Head high, she didn’t appear to notice the people around her slowing down for a good second look. The women might be scoping out the clothes or the hairstyle, but Matt knew very well why the men were practically drooling. The same reason he was having trouble taking his eyes off her. She was a walking fantasy.
Releasing the curtain, he turned away. “Maybe I should be thankful Wade only gave her the meadow,” he muttered.
“What was that?” Ferguson inquired.
“Shannon Johnson just arrived.”
A knock sounded on the door, then a middle-aged woman entered. “Ms. Johnson is here.”
“Show her in, Helen,” the lawyer told his secretary and stood, straightening the slightly wrinkled gray suit jacket.
Shannon entered the office with a smile on her face and a subtle scent of an exotic floral perfume. Diamonds winked in her ears. Matt watched Ferguson’s lower jaw become unhinged and knew Shannon had just scored points.
“Ms. Johnson, I’m glad you finally decided to come,” Ferguson said.
“Thank you, Mr. Ferguson. I just wish it didn’t have to be under these circumstances,” she said softly.
Matt snorted. Her gaze sought him out. If he didn’t know better he would have thought the sadness in her eyes was genuine.
The lawyer cleared his throat in the ensuing silence. “I believe you two are already acquainted.”
“Yes, we are.” Shannon gave her attention back to the lawyer. “I hope I didn’t keep you waiting too long.”
“Not at all.” Ferguson patted the soft hand in his he had yet to relinquish. “Please sit down. Would you like something to drink? Tea? Coffee?”

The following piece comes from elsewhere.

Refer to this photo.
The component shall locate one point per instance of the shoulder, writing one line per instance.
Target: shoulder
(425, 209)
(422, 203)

“No, thank you.” Taking the indicated chair in front of the antique wooden desk, she folded her hands over her small handbag. “I’d like to get this over as soon as possible.”

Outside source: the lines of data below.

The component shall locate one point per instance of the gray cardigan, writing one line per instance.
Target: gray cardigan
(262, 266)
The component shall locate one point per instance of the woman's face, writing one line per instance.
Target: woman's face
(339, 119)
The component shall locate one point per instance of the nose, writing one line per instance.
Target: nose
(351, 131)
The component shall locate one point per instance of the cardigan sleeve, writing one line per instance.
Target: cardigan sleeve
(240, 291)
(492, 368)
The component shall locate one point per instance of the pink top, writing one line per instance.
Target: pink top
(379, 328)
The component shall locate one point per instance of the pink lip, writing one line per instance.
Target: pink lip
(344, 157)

“I told you she was anxious, Arthur.” Matt strode across the small office and placed both hands on the arms of her seat. “What’s the matter? Your last man woke up and now you need help in keeping yourself in the style you’re accustomed to? On your salary you couldn’t afford those clothes, the diamonds, and certainly not the Cadillac.”
Her harsh intake of breath cut through the air.

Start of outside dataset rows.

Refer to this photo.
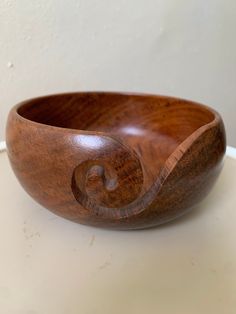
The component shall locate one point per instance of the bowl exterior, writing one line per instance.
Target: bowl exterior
(47, 162)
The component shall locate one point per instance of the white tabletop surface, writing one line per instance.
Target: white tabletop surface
(52, 266)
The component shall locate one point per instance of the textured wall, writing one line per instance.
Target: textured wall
(184, 48)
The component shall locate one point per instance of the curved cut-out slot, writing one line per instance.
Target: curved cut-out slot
(153, 126)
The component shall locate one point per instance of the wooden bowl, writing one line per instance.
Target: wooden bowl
(115, 160)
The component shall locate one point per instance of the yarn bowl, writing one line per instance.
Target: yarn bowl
(115, 160)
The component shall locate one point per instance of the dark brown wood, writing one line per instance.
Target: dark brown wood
(115, 160)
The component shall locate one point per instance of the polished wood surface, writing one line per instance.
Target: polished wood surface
(115, 160)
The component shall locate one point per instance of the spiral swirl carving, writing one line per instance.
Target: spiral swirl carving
(111, 178)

“Matt, Ms. Johnson has been through enough in the past months without your adding to it,” Arthur defended.
Straightening, Matt swung to the lawyer. “How would you know what she’s been through?”
“I—”
“We’re here to hear what Wade wanted, nothing more,” Shannon interrupted, cutting off Ferguson.
The lawyer looked for a moment as if he wanted to say something, but at the almost imperceptible shake of Shannon’s head, he clamped his lips shut. Going behind his desk, he took a seat, opened his desk drawer, then took out a heavy brown folder.
Their silent communication only gave more credence to Matt’s belief that Shannon used her beauty and her aura of sadness to make fools of men. He wasn’t going to be one of them.
“You’re something else,” he said, his eyes hard. “I bet your family is real proud of the way you turned out.”